Editor’s note: The Tribune-Review wrote a series of articles 40 years ago about a murder spree in which four people were killed in eight days across Western Pennsylvania. This is one of the original articles, published Saturday, Jan. 5, 1980.

Those who knew 31-year-old Tollin William Nicholls, whose body was found in an Indiana County lake yesterday morning, describe him as a quiet, somewhat shy many who displayed “genius” musical talents.

Nicholls, a 1966 graduate of Greensburg Central Catholic High School and former resident of Irwin, was the musical director and organist for St. Anne Church and School in Castle Shannon for the past two years.
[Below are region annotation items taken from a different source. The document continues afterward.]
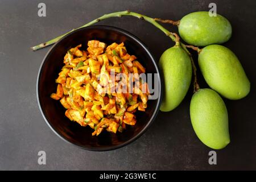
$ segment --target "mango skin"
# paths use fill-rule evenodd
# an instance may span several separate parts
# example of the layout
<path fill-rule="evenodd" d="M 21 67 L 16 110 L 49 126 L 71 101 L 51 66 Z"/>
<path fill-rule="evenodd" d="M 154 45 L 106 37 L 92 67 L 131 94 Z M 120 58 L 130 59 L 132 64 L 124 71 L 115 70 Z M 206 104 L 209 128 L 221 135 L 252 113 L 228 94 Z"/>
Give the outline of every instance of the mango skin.
<path fill-rule="evenodd" d="M 230 143 L 228 111 L 215 91 L 196 91 L 190 104 L 190 117 L 196 135 L 206 146 L 217 150 Z"/>
<path fill-rule="evenodd" d="M 220 15 L 210 16 L 208 11 L 197 11 L 182 18 L 179 32 L 188 44 L 206 46 L 227 42 L 232 34 L 232 27 L 230 23 Z"/>
<path fill-rule="evenodd" d="M 238 100 L 250 92 L 250 84 L 237 56 L 220 45 L 204 47 L 199 56 L 200 70 L 207 84 L 223 97 Z"/>
<path fill-rule="evenodd" d="M 181 102 L 191 82 L 192 65 L 188 53 L 179 46 L 164 52 L 159 63 L 164 81 L 160 110 L 169 111 Z"/>

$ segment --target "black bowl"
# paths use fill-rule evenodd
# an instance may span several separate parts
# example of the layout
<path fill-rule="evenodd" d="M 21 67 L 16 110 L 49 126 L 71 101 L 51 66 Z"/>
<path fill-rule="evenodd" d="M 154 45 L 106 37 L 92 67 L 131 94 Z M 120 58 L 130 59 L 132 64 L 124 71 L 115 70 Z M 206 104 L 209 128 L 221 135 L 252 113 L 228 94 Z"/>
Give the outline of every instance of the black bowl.
<path fill-rule="evenodd" d="M 110 44 L 123 42 L 127 52 L 137 56 L 146 68 L 147 73 L 158 73 L 159 80 L 159 94 L 156 100 L 148 100 L 146 112 L 137 111 L 137 122 L 122 133 L 116 134 L 102 132 L 98 136 L 92 136 L 93 130 L 89 126 L 82 127 L 71 122 L 64 115 L 65 109 L 58 101 L 50 98 L 55 92 L 55 79 L 64 65 L 63 57 L 71 47 L 82 44 L 86 48 L 87 42 L 96 39 Z M 131 143 L 140 136 L 155 118 L 160 106 L 161 86 L 160 75 L 155 61 L 145 45 L 130 33 L 113 27 L 89 26 L 76 30 L 57 42 L 45 56 L 39 69 L 37 80 L 37 99 L 45 121 L 49 127 L 61 138 L 92 151 L 114 150 Z"/>

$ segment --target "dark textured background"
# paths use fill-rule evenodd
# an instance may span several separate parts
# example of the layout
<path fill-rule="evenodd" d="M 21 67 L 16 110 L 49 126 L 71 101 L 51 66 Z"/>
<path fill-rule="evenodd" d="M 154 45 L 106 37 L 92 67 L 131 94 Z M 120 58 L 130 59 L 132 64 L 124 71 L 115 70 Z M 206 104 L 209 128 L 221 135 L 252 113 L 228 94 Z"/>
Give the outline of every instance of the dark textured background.
<path fill-rule="evenodd" d="M 38 16 L 44 2 L 47 17 Z M 238 101 L 225 100 L 231 143 L 217 151 L 217 165 L 208 164 L 211 150 L 197 139 L 189 116 L 191 88 L 180 106 L 159 113 L 139 139 L 118 150 L 96 152 L 66 143 L 44 122 L 36 97 L 39 66 L 49 49 L 30 47 L 78 27 L 106 13 L 130 9 L 152 17 L 177 20 L 208 10 L 215 2 L 217 13 L 233 28 L 225 44 L 233 50 L 251 81 L 250 94 Z M 0 0 L 0 169 L 256 169 L 255 42 L 255 1 L 10 1 Z M 151 24 L 132 17 L 112 18 L 98 24 L 116 26 L 139 37 L 156 60 L 174 43 Z M 165 27 L 176 31 L 171 25 Z M 199 76 L 201 87 L 207 86 Z M 47 164 L 38 164 L 44 150 Z"/>

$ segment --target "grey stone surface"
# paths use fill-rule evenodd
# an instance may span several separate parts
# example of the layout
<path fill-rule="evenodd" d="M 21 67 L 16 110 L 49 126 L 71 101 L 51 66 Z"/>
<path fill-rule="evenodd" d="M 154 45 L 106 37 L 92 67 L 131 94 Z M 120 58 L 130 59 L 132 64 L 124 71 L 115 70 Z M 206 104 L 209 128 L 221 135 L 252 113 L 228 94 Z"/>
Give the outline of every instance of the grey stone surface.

The pastor of the 2,000-family suburban parish, Msgr. Charles Owen Rich, said Nicholls had had tremendous ambitions in music for the parish and had developed an extraordinary music program there.

“He was a genius,” Rice said. “He had great prospects.”

Interest in Nicholls was sparked Thursday when state police reported that a sports car in which gunmen had ridden when slaying Apollo Patrolman Leonard Clifford Miller was registered to him. Nicholls’ wallet was found in the sports car, but police said he was never a suspect in Miller’s slaying.

Three persons were arrested in Pittsburgh Friday and charged in patrolman’s death and with the recent slayings of 26-year-old Marlene Sue Newcomer of Fayette County and of 49-year-old Peter Levato of the Northside, Pittsburgh.

Charges are pending against the three suspects and a fourth man in the death of Nicholls, whose body, bound and weighted down with rocks, was found by state police divers in a lake at Blue Spruce County Park in Rayne Township, about six miles northwest of the borough of Indiana. He had been shot once in the arm.

He was last seen alive Wednesday afternoon when he went to pick up a new car at a Dormont auto dealership.

The son of Albert and Dolores Nicholls of 1923 Highlands Ave., Irwin, Nicholls attended Saint Vincent College, Latrobe. The registrar’s office said he majored in English. Nicholls graduated from the University of Pittsburgh and Carnegie Mellon.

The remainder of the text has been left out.